1. Comfortable walking shoes.
Whether walking the streets of Shanghai or hiking Huangshan Mountain, comfortable walking shoes are an absolute must for your China packing list. Sandals with an ankle strap can also come in handy but shouldn’t be chosen over covered toes and heels if you’re running short on space.
2. Electrical adapters.
Traveling with iPods, laptops, tablets and e-readers often shadow travel plans with an unnecessary security burden, an extra hassle and a few extra pounds. If your plans require them, however, remember that you’ll need an electrical adapter to recharge their batteries.
3. Rain jacket or winter coat.
Pick between a rainproof jacket and heavy winter coat depending on your season of travel, but be sure to take one or the other. Rain is common during summer months in China, and winters can be punishingly cold with heavy snowfall and piercing winds.
4. Hand-washable clothing that dries quickly.

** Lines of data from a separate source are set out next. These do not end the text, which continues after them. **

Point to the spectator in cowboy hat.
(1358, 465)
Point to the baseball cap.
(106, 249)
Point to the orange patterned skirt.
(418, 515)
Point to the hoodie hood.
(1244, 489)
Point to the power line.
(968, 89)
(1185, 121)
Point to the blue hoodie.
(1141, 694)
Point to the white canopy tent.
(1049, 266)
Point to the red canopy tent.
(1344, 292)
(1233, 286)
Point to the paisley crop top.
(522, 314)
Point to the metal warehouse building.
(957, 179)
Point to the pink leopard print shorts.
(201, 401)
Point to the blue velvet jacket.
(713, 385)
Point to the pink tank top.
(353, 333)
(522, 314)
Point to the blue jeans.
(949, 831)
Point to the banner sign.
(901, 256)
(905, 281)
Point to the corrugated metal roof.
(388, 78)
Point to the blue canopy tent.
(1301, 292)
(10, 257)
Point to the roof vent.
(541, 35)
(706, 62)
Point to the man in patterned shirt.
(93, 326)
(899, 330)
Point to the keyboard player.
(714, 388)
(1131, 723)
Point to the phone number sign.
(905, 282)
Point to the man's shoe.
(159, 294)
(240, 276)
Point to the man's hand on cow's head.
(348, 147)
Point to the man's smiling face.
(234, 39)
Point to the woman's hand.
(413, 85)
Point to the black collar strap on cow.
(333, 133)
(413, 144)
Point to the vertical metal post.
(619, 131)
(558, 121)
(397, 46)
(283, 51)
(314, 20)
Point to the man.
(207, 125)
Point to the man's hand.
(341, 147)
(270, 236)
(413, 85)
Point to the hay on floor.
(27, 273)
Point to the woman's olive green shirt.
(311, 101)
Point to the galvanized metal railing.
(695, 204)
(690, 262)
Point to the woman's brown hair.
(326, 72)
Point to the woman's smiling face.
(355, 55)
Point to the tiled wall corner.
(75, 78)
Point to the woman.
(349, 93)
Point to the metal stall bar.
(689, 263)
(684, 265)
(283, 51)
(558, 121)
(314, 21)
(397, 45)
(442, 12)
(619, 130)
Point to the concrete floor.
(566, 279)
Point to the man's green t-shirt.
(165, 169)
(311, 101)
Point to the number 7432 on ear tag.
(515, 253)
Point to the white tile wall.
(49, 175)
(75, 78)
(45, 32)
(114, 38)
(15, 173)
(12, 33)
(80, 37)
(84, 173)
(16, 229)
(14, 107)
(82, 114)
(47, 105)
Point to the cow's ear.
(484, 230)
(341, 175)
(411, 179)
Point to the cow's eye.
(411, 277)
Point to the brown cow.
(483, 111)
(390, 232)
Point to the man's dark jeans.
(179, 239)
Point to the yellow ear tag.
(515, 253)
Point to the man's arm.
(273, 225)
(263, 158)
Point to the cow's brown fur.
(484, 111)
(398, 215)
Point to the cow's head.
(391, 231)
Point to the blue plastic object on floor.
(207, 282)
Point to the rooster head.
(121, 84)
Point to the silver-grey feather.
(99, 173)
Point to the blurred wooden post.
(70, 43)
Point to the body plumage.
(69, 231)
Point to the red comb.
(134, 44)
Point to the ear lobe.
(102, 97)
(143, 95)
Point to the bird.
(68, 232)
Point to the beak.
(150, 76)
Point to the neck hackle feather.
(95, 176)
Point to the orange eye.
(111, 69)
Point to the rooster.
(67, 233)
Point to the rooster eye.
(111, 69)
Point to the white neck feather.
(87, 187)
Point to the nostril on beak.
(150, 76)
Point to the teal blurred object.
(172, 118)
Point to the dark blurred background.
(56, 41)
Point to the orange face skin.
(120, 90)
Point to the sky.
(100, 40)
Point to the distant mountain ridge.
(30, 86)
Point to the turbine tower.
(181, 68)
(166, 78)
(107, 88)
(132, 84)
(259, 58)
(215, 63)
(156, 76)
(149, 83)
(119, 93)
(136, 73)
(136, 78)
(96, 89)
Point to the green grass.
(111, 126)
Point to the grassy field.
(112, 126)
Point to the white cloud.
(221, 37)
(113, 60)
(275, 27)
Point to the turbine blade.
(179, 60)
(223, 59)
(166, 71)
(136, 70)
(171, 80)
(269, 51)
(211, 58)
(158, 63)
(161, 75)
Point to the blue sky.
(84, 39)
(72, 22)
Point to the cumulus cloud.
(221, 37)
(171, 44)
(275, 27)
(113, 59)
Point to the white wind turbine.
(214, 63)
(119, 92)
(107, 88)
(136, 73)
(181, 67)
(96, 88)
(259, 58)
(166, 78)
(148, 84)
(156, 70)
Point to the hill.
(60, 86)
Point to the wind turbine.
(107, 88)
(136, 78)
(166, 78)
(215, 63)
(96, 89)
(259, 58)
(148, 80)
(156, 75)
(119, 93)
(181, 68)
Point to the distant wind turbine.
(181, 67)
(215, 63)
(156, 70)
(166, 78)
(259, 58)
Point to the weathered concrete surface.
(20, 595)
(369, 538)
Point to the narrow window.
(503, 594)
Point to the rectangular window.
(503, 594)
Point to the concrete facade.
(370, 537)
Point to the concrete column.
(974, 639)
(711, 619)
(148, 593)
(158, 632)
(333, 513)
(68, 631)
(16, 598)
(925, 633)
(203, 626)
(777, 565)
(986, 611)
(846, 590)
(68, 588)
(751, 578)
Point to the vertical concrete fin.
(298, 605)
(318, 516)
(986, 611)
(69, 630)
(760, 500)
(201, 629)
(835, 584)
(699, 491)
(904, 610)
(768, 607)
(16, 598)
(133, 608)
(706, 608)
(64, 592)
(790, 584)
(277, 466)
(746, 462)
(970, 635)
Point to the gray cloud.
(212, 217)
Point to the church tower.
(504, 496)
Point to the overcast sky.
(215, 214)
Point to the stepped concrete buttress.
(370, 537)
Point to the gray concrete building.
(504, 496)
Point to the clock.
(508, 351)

It’s not uncommon to be unable to machine wash your clothes during travel, so it’s important to bring clothes that you can wash by hand and that will dry overnight – especially if your travels take you to less developed areas that tend to dirty clothing much quicker than cities. Wrinkle-proof pieces made from synthetic fabrics are great and are typically more comfortable than other options.
5. Minimal luggage.
In making cuts for what stays and what goes, keep in mind that you’ll likely have to carry all of your luggage at once and probably up several flights of stairs. Don’t plan on using elevators and escalators when traveling to China, as you’re unlikely to find them in subway stations, airports, train stations and even some hotels.
5. Wordless Travel Book.
The language barrier can be one of the most difficult aspects of getting around China. To help reduce the confusion and misunderstandings that can occur, bring a wordless travel book with you. Instead of pantomiming what you want and hoping you’ll be understood, you can point to a picture.